PTM Profiling is a great new feature found in PEAKS 7.5. It is built to deal with a specific issue regarding post translational modifications. In many cases a protein is identified with both modified and unmodified peptides at some positions. PEAKS PTM profiling works with all PTMS, in this example we will look at phosphorylation. In this protein there are several phosphorylation sites. However, unmodified peptides were found at those positions as well. This leads to two questions. At what positions do the phosphorylations occur? And, if it is phosphorylated, how much of the protein is phosphorylated?
To answer the question of whether or not the PTM is true, PEAKS provides an Ascore for each proposed PTM. The A score is based on the evidence from the fragment ions, and is the probability that that modification is present at that position compared to other possibilities.

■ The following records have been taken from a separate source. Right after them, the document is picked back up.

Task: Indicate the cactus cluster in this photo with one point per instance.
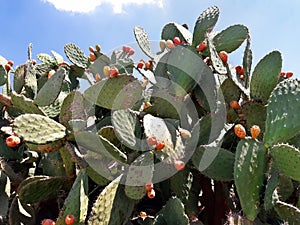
(181, 137)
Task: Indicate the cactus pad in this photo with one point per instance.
(249, 175)
(282, 123)
(38, 129)
(119, 92)
(287, 160)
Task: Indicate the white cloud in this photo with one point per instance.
(87, 6)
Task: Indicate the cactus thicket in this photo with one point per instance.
(110, 154)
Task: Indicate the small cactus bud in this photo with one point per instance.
(70, 219)
(202, 46)
(234, 105)
(12, 141)
(98, 48)
(151, 194)
(160, 145)
(48, 222)
(170, 44)
(176, 41)
(149, 186)
(179, 165)
(106, 70)
(255, 131)
(240, 131)
(162, 45)
(224, 57)
(185, 133)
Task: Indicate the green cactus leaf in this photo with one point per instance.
(249, 175)
(76, 55)
(57, 57)
(46, 58)
(205, 24)
(186, 68)
(181, 184)
(135, 185)
(230, 90)
(52, 164)
(283, 107)
(215, 59)
(5, 186)
(119, 92)
(41, 189)
(19, 78)
(288, 212)
(99, 145)
(30, 81)
(247, 62)
(51, 89)
(172, 30)
(24, 104)
(285, 187)
(255, 114)
(77, 200)
(215, 163)
(127, 128)
(172, 213)
(20, 213)
(231, 38)
(265, 76)
(112, 206)
(164, 105)
(143, 40)
(167, 133)
(287, 160)
(271, 195)
(8, 153)
(72, 108)
(96, 177)
(38, 129)
(3, 76)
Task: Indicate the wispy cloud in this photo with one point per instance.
(87, 6)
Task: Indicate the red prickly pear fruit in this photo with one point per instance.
(240, 131)
(106, 70)
(70, 219)
(141, 64)
(98, 48)
(239, 70)
(234, 105)
(7, 67)
(170, 44)
(162, 45)
(126, 48)
(48, 222)
(202, 46)
(131, 51)
(114, 72)
(151, 194)
(224, 57)
(289, 74)
(10, 62)
(255, 131)
(179, 165)
(176, 41)
(149, 186)
(159, 146)
(91, 49)
(152, 140)
(12, 141)
(92, 57)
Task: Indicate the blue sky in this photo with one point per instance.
(273, 24)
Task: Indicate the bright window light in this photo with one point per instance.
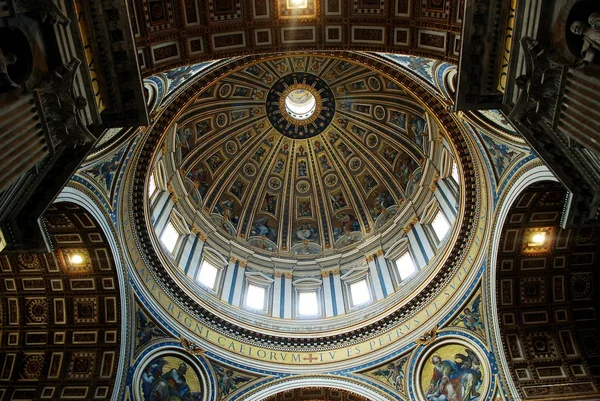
(455, 172)
(169, 237)
(151, 185)
(405, 265)
(440, 225)
(255, 297)
(307, 303)
(538, 239)
(359, 292)
(208, 275)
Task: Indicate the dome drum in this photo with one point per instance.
(328, 209)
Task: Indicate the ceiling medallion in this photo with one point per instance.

PEAKS also has the ability to assign PTM confidence based on direct fragment ion proof. So, the MS/MS spectrum shows fragmentation before and after the proposed modification site above 5% relative intensity, it is considered confidently modified. In either case, if the PTM is considered confident it will appear above the protein sequence.

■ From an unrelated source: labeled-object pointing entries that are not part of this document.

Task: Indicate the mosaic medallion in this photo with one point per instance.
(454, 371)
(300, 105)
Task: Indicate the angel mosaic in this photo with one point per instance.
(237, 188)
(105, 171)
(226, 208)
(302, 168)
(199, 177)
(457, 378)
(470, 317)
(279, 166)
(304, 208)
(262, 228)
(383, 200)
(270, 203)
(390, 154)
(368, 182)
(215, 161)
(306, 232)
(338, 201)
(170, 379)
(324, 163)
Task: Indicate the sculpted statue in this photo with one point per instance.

To answer the question of how much of the protein is phosphorylated, PEAKS uses a concept implemented in label free quantification experiments. It uses the concept of peptide features, meaning the lcms signal of a peptide. It has been proven that the area under the curve of the peptide feature is proportional to the relative abundance of that peptide. So, for a peptide with a confident modification site shown in this LCMS, PEAKS will find the area under the curve of its associated LCSM feature. It will repeat this as well for all of the modified and unmodified peptides found at this position in the protein. This table shows all the modified and unmodified peptides which were found at this position. The Ascores are reported for each modified peptide. And, the peptide feature area is given as well.
Using this information, PEAKS creates a bar chart that gives a ratio of the relative quantity of phosphorylated peptide versus unphosphorylated peptide at each identified phosphorylation position. Only fully digested peptides are used in this chart to give added accuracy. Scrolling over the graph will give the percentage of the total amount. You can also use the drop down menus at the top of the window to compare the phosphorylation ratios across multiple runs. Here you can see at some positions there is consistency across runs. At other positions the modification didn’t appear. So, you can see the similarities and differences in phospohrylation across multiple runs. You can also export the raw ptm profiling data to get more details.
To actually run PTM profiling is easy, at the top right hand corner of the coverage view, select the PTM profiling button. This will compile the data and present the PTM profiling data for all the identified modifications in that protein. Only confident PTMs are used, so be sure to select either A score or minimal ion intensity and the desired cut off using the legend to the right of the coverage view.
That is all you need to know to get started with PTM profiling with PEAKS. Thanks for listening.